The Dow Jones Industrial Average (^DJI 0.59%) rebounded by 0.24% in Wednesday early afternoon trading following the triple-digit sell-off on Tuesday.

The talk on the Street this week has been in large part dominated by interest rates. More specifically, when are rates going to rise, and would that finally kill the bull market?

The conversation has rightly focused on the Federal Reserve's dual mandate of inflation control and optimizing the labor market. Both of those economic metrics have seen strong improvement over the past few months, with the unemployment rate now at 6.1% and inflation slowly creeping to the Fed's 2% target.

US Unemployment Rate Chart

US Unemployment Rate data by YCharts.

The argument goes that because these two factors are both finally reaching a healthy level, the Fed will begin to raise interest rates and return to a more historically normal monetary policy. 

Rising interest rates are a headwind on growth as capital becomes more expensive, so the central bank must act delicately here to avoid sending the U.S. back into a recession. The higher rates should help keep inflation from getting out of hand, but an economic slowdown could hurt the recovering jobs market.
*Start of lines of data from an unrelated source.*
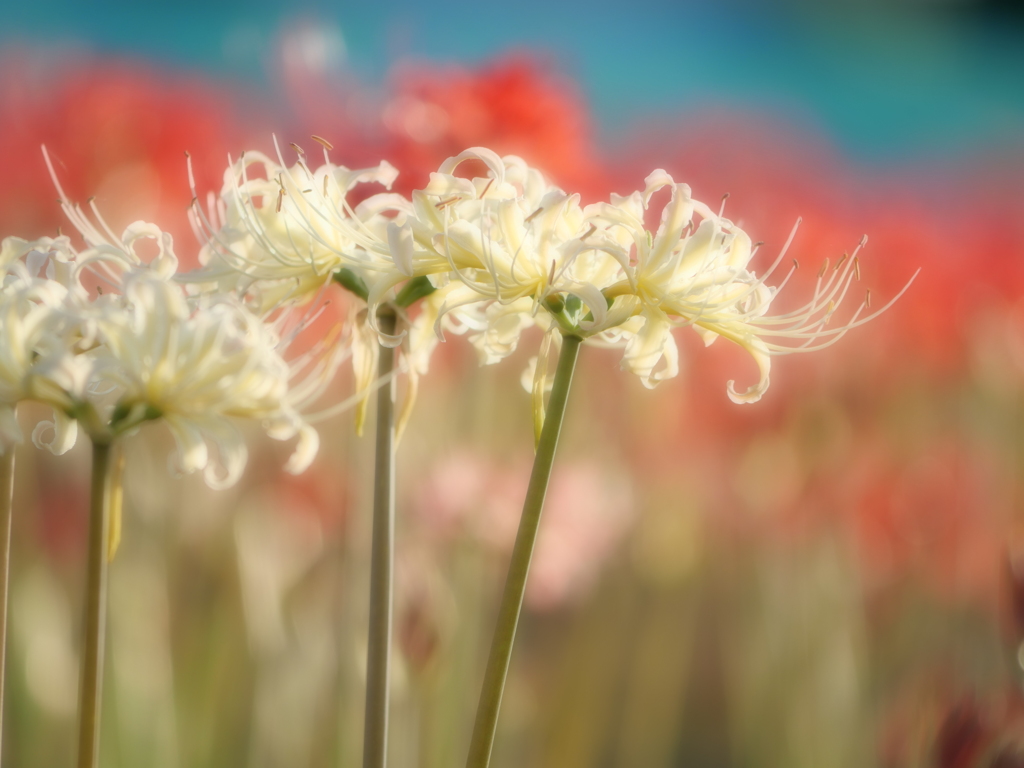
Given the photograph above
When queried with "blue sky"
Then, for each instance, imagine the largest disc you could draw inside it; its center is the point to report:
(920, 79)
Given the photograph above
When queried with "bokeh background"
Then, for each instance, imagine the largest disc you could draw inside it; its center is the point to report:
(833, 577)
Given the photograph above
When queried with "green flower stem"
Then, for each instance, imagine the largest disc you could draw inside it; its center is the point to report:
(90, 691)
(6, 503)
(522, 552)
(381, 562)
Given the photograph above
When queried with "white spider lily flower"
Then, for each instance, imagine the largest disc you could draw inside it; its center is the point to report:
(281, 233)
(520, 245)
(41, 354)
(693, 270)
(198, 366)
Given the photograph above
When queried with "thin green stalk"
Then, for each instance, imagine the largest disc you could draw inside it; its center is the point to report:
(522, 552)
(381, 563)
(6, 503)
(90, 691)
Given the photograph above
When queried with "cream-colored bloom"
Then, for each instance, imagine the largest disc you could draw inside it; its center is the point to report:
(198, 366)
(693, 271)
(281, 233)
(524, 251)
(37, 361)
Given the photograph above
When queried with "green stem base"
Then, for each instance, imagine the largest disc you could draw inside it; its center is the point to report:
(515, 584)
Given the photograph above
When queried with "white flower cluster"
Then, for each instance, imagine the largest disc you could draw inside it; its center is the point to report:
(141, 345)
(508, 250)
(485, 257)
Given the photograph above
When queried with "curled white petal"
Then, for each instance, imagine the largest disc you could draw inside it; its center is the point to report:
(62, 433)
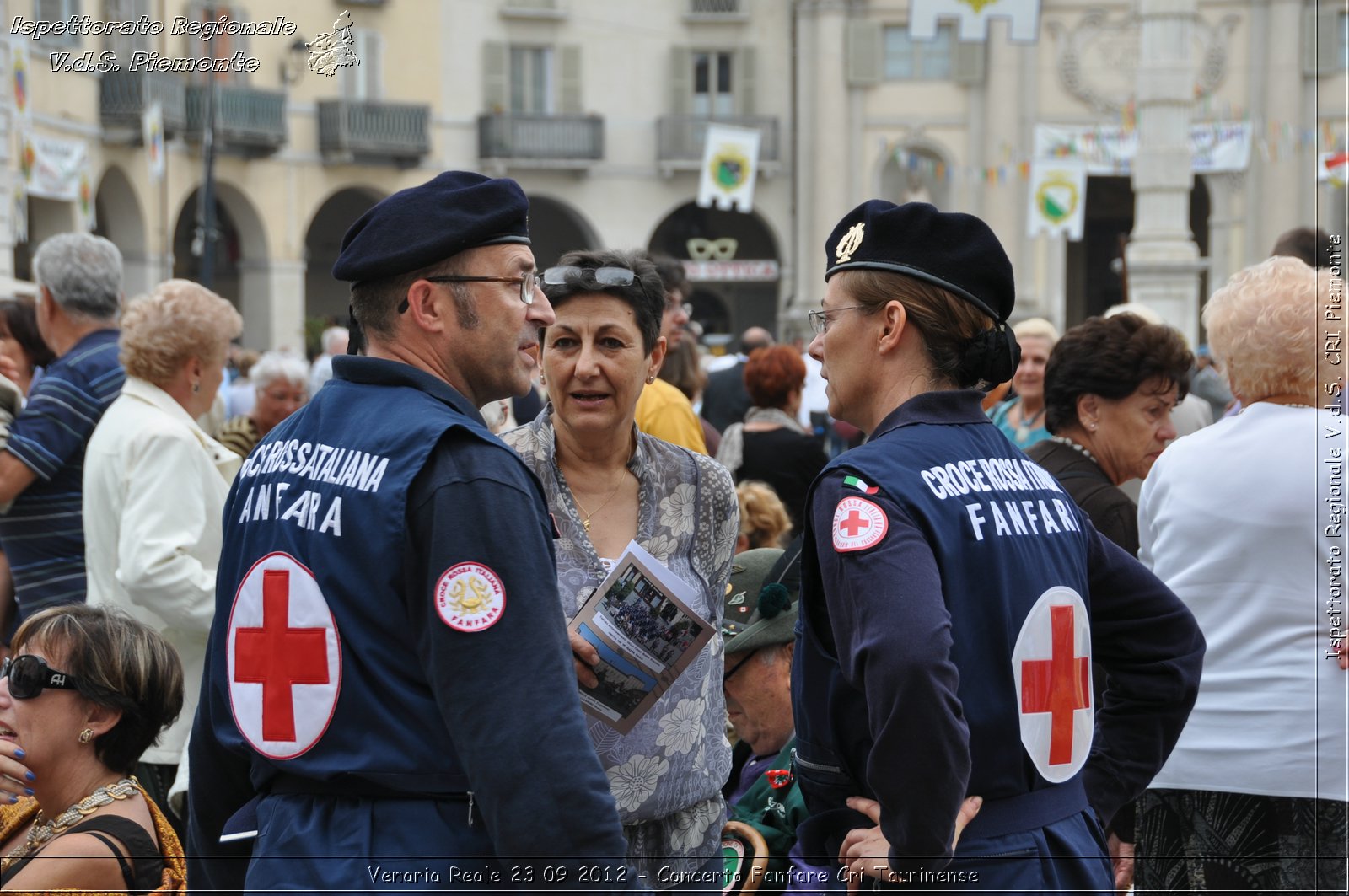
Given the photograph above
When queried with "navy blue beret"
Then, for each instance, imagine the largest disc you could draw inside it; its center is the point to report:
(954, 251)
(425, 224)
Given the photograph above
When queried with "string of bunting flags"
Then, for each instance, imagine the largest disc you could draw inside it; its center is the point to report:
(1274, 141)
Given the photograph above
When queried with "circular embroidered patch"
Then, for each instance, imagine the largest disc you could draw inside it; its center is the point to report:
(858, 523)
(470, 597)
(283, 657)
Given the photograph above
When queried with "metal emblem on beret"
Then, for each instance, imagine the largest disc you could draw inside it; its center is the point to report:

One big issue that isn't getting headlines this week
Unfortunately for the Fed, the decision on when and how to raise rates is not a two-variable equation. The U.S. economy is so complex that pulling one lever (like interest rates) can have unintended consequences elsewhere in the economy. Unintended consequences that could throw a monkey wrench into the whole machine.

The interest rate conversations this week have centered on inflation and jobs, but the real estate market is just as critical. Don't forget, it was a real estate crisis that instigated the entire Great Recession.

Why have we suddenly lost sight of housing? Because the data for new-home sales and existing sales has been very positive lately, following the ugly first-quarter disappointment.

Sales of new homes in May rose over 18%. Existing-home sales were up 4.9%. Those are huge numbers. Housing must be back on fire!

Right? 

US New Single Family Houses Sold Chart

US New Single Family Houses Sold data by YCharts.

Not quite.

Taking into consideration these hot numbers and the revisions to previously reported sales figures so far in 2014, the residential housing market looks only marginally improved from 2013. 

That huge bump in May? That's just a short-term movement caused by the pent-up demand from February and March. When the weather was cold, homebuyers were content to bargain hunt online instead of signing on the dotted line. When the weather finally thawed, those buyers hit the streets and made up for lost time.

Now, circling back to interest rates. If the housing market is just mediocre, what happens when mortgage rates finally start to rise (which they absolutely will as the Fed raises the federal funds rate and continues to wind down quantitative easing)?

Housing affordability will decline dramatically. The average U.S. mortgage rate for a 30-year loan is currently 4.12%, according to Freddie Mac. For a $200,000 loan at those terms, the monthly payment comes to $969. 

If mortgage rates rise to 6.75%, where they were in 2006 and 2008, that same loan would now carry a monthly payment of $1,297. That's a 34% increase in the monthly payment, more than enough to prevent many buyers from being able to afford that new home.

US 30 Year Mortgage Rate Chart

US 30-Year Mortgage Rate data by YCharts.

Rising rates are not just about an improving jobs market and inflation
The Federal Reserve will raise rates. Most experts think that change in policy will occur sometime in the next 12 to 18 months. When it happens, the underlying fundamentals driving the U.S. economy will look strong.

We know that because it's the nature of the decision to change policy; the low-rate policy was designed to spur growth in the wake of a once-in-a-generation economic crisis. With recovery comes a return to normalcy.

But when rates do begin to rise, a cascade of consequences will change the economic dynamics around the country. Growth will slow. Loans will become more expensive. The yield landscape for investors will change virtually overnight.

The hope is that the nation's economic engines will be strong enough to power through those headwinds. The risk is that still-fragile markets, like real estate, will shatter under the weight.